On Saturday, we were outside shoveling the latest round of snow off of the driveway (we don't usually get this many episodes of snow in a season...), and I chipped some concrete off the driveway with my shovel. Upon closer inspection, I realized that the little bits of concrete had been chipped out of a crack that, before the recent freezing and thawing precipitation, was little more than a hairline in the pavement. Now, it is quickly becoming a big, ugly fissure in the driveway.
My first thought was, "I sure hope we move before we have to replace the driveway."
We've been back and forth with talking about moving for years. It's actually a rather painful discussion for me, as I've reminded my husband...not because I'm against moving, but because I'll fall in love with a house that he found while "just looking" online, and over and over again I've had to talk myself (and often him) out of bothering to pursue it. I know that he has different career aspirations and would like to find a job in the near-ish future in or near our former city. But to move before the job is acquired would certainly be putting the cart before the horse, especially since it would add 40 miles or so to his (now) relatively short commute. Not to mention the fact that we haven't even thought about putting OUR house on the market.
Yet, I know that it is out there...we will eventually move away from here. Of that I'm fairly certain. We want, ultimately, to be in a more diverse community for Olivia's sake, so one day...

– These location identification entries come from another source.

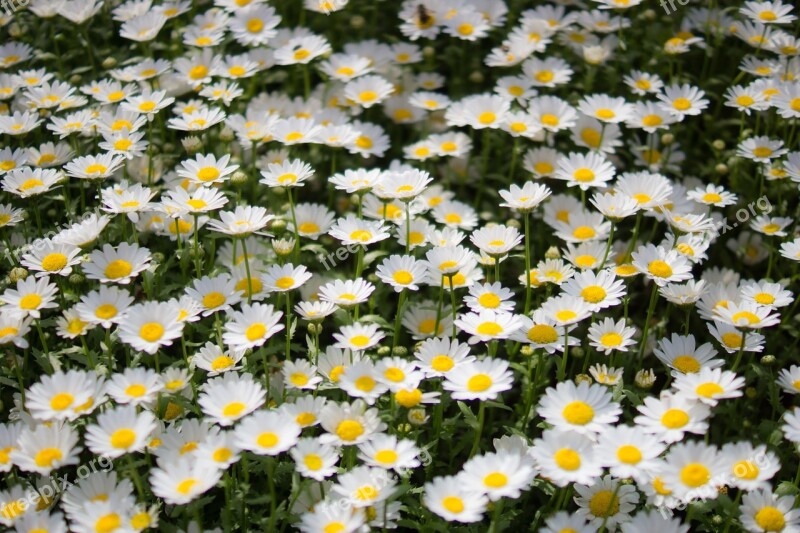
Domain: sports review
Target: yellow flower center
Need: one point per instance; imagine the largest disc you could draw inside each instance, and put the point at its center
(604, 504)
(61, 401)
(151, 331)
(770, 519)
(349, 430)
(118, 268)
(542, 334)
(54, 262)
(479, 383)
(123, 438)
(659, 269)
(695, 475)
(674, 418)
(686, 364)
(30, 301)
(47, 456)
(255, 331)
(629, 454)
(578, 413)
(567, 459)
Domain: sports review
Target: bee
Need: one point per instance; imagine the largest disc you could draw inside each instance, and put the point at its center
(423, 15)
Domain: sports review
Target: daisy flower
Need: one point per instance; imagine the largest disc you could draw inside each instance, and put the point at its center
(585, 170)
(584, 409)
(682, 354)
(252, 326)
(136, 386)
(390, 453)
(349, 423)
(346, 294)
(479, 380)
(358, 337)
(488, 325)
(566, 458)
(30, 298)
(662, 266)
(151, 325)
(267, 433)
(215, 361)
(206, 169)
(448, 498)
(606, 502)
(670, 416)
(117, 265)
(746, 315)
(119, 431)
(300, 375)
(709, 385)
(313, 459)
(45, 448)
(49, 258)
(229, 398)
(242, 221)
(440, 355)
(607, 336)
(694, 470)
(683, 100)
(333, 516)
(752, 467)
(181, 481)
(60, 396)
(498, 475)
(290, 173)
(282, 278)
(629, 452)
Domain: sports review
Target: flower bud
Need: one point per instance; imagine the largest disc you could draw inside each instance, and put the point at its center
(239, 178)
(17, 274)
(192, 144)
(417, 416)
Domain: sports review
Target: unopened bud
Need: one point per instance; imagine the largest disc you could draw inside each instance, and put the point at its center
(552, 253)
(226, 134)
(278, 226)
(192, 144)
(417, 416)
(239, 178)
(645, 379)
(283, 247)
(357, 22)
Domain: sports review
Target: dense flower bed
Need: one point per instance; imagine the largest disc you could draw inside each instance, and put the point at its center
(436, 265)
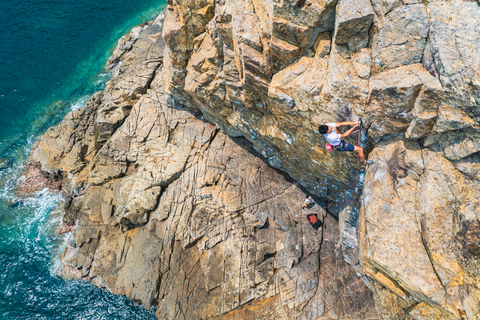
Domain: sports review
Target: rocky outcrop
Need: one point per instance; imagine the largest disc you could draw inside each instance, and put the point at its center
(174, 211)
(171, 212)
(408, 73)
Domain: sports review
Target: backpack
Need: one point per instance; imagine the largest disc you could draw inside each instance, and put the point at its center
(312, 219)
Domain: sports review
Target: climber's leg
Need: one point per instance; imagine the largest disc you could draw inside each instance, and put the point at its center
(359, 150)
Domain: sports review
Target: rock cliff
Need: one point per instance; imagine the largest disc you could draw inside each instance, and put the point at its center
(168, 171)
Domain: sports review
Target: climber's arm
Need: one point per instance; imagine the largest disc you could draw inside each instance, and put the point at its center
(347, 123)
(346, 134)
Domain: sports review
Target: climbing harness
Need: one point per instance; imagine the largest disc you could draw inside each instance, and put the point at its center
(314, 221)
(356, 180)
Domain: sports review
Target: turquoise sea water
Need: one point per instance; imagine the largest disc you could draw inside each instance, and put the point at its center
(52, 54)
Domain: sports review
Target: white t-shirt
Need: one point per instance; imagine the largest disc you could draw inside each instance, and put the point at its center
(333, 137)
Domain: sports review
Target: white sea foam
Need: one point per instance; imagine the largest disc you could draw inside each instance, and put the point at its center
(80, 103)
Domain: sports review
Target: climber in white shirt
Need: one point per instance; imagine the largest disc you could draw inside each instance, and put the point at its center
(335, 139)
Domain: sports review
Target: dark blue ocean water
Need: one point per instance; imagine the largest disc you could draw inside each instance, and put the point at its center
(52, 54)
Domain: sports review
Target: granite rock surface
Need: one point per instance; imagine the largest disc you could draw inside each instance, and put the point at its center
(169, 179)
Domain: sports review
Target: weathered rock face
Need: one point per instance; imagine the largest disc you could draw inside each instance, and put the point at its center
(172, 211)
(430, 261)
(409, 69)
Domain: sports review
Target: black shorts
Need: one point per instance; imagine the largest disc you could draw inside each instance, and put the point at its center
(317, 225)
(345, 146)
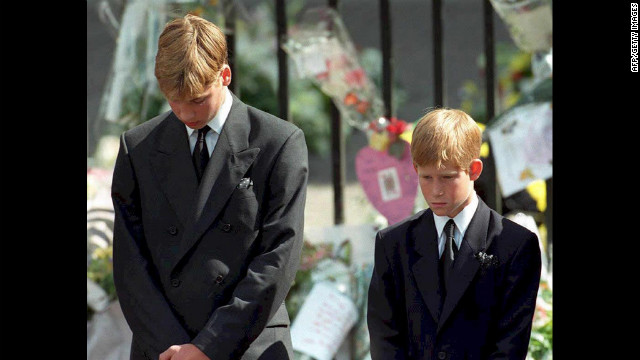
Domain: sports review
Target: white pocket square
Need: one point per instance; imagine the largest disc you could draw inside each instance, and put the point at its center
(245, 183)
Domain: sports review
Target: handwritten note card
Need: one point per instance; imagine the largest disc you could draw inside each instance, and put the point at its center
(323, 322)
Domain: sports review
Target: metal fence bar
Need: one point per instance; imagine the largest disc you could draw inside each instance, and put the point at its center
(338, 163)
(387, 57)
(230, 27)
(492, 195)
(438, 73)
(283, 68)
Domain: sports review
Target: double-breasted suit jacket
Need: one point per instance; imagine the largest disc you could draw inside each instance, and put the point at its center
(209, 263)
(488, 310)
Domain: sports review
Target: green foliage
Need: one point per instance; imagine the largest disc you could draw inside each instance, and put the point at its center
(100, 270)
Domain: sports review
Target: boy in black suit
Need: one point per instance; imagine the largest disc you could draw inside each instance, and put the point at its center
(209, 210)
(457, 280)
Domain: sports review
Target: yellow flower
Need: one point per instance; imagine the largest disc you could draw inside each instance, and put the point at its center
(538, 191)
(379, 141)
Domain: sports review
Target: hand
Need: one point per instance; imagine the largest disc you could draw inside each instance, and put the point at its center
(183, 352)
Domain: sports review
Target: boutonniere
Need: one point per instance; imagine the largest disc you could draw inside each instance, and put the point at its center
(486, 260)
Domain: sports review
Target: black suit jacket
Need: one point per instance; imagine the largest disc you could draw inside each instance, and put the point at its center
(488, 311)
(209, 263)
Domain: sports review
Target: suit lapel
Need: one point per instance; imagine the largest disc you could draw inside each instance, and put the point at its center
(173, 168)
(425, 240)
(466, 265)
(229, 162)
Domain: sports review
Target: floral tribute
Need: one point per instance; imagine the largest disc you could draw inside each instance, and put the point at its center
(322, 51)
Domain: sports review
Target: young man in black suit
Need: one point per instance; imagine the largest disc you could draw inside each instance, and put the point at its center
(205, 250)
(457, 280)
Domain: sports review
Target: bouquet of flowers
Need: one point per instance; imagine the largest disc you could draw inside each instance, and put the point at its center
(323, 265)
(322, 51)
(390, 135)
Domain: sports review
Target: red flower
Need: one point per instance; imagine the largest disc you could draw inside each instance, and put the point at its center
(355, 78)
(350, 99)
(362, 107)
(396, 126)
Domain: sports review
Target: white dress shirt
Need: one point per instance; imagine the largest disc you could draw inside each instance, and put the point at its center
(461, 220)
(215, 124)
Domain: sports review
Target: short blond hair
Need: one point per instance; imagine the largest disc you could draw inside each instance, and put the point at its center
(444, 135)
(191, 53)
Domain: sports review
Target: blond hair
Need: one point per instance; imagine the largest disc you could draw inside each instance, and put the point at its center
(444, 135)
(191, 53)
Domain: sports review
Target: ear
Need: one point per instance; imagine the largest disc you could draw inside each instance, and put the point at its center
(226, 75)
(475, 169)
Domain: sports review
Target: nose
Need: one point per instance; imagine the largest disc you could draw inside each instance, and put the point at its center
(438, 189)
(183, 112)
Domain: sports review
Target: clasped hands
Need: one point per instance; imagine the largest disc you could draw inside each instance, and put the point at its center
(183, 352)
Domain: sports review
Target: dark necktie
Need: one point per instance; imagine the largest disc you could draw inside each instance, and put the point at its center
(201, 152)
(448, 255)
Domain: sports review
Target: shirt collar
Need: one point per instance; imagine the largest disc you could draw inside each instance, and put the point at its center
(218, 121)
(463, 218)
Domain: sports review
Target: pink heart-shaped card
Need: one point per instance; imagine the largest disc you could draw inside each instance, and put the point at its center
(391, 184)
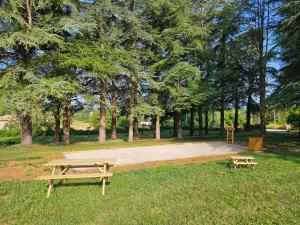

But as I look out my window at the (currently snow-covered) landscaping and the play yard we built for Olivia, I know that when we do leave here, I will miss this place. I will miss the comfort of the yard that we put so many hours and days of work into making beautiful and fun for our little girl. I will miss our rooms, with the hodge-podge of colors we painted on the walls as we were making the house our own. I will miss our screened-in porch, which has become a favorite room during the temperate months of the year. I know that a new house will bring new opportunities to be creative in making it our own. But this will always be our first house...the one we shared when we first got married and the one where Olivia spent her first years. Even though I get so tired of stepping over toys all over the floor and our constant battle with storage space, I will always love this house.